🤖 AI Summary
To address the high computational cost and inference latency of vision-language models (VLMs) arising from autoregressive decoding, this paper proposes an imitation learning–based speculative decoding framework. The method employs a lightweight draft model to generate candidate token sequences, which are then verified and corrected in parallel by the full VLM via non-autoregressive processing; crucially, deep-layer features from the full model guide iterative refinement of the draft model—without requiring additional training data. Our core contribution lies in the tight integration of imitation learning with speculative decoding, enabling efficient token-level generation and correction. Experiments demonstrate that the approach retains over 98% of the original model’s performance while accelerating inference by 1.55–1.85×, significantly reducing multimodal response latency.
📝 Abstract
Vision-language Models (VLMs) have made significant strides in visual understanding and query response generation, but often face challenges of high computational cost and inference latency due to autoregressive decoding.
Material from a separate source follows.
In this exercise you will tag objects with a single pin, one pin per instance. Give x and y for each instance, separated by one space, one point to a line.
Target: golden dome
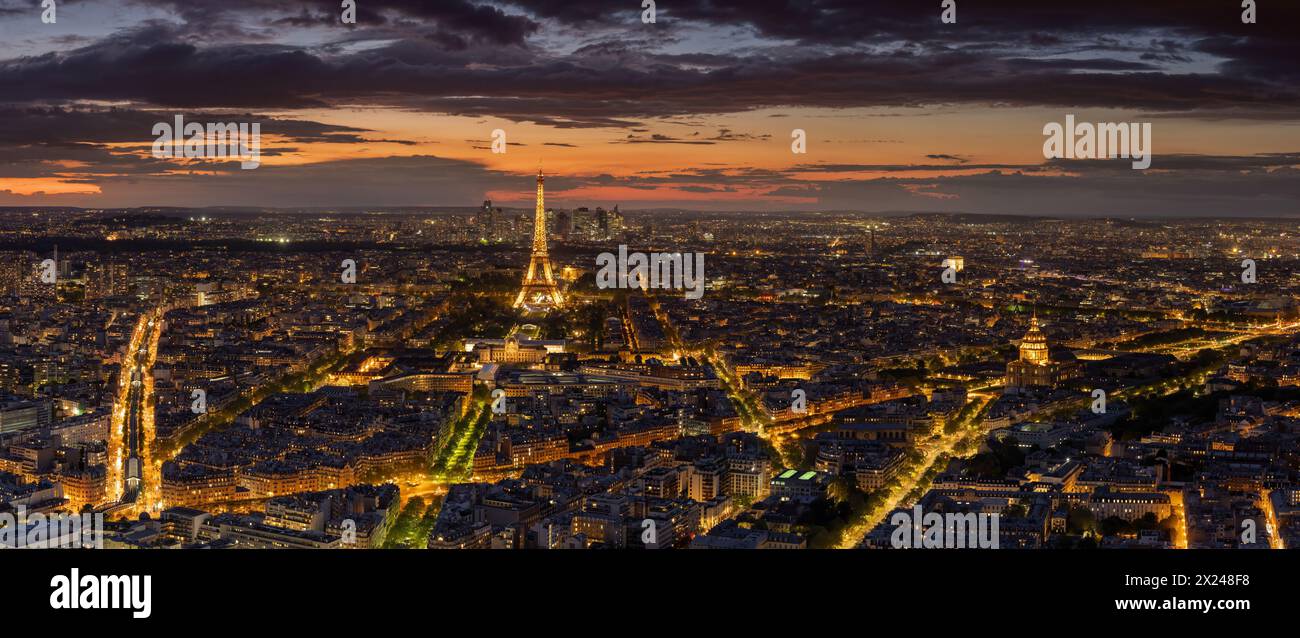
1034 346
In this work, we introduce an imitation-learning-based Self-Speculative Decoding (SSD) framework, named FastVLM, to address these limitations. Our approach employs a lightweight draft model for token generation in an autoregressive manner, while a full model verifies these tokens non-autoregressively. Accepted tokens proceed seamlessly, while rejected tokens are corrected by the full model and used to guide the draft model's refinement. Through an imitation network, FastVLM enhances the draft model by integrating deeper level insights from the full model's architecture. Also, it maintains the performance integrity of the full model while training the draft model, achieving a balance between efficiency and accuracy. Our method speeds up the inference process by 1.55-1.85x as compared to the final layer with minimal loss in performance.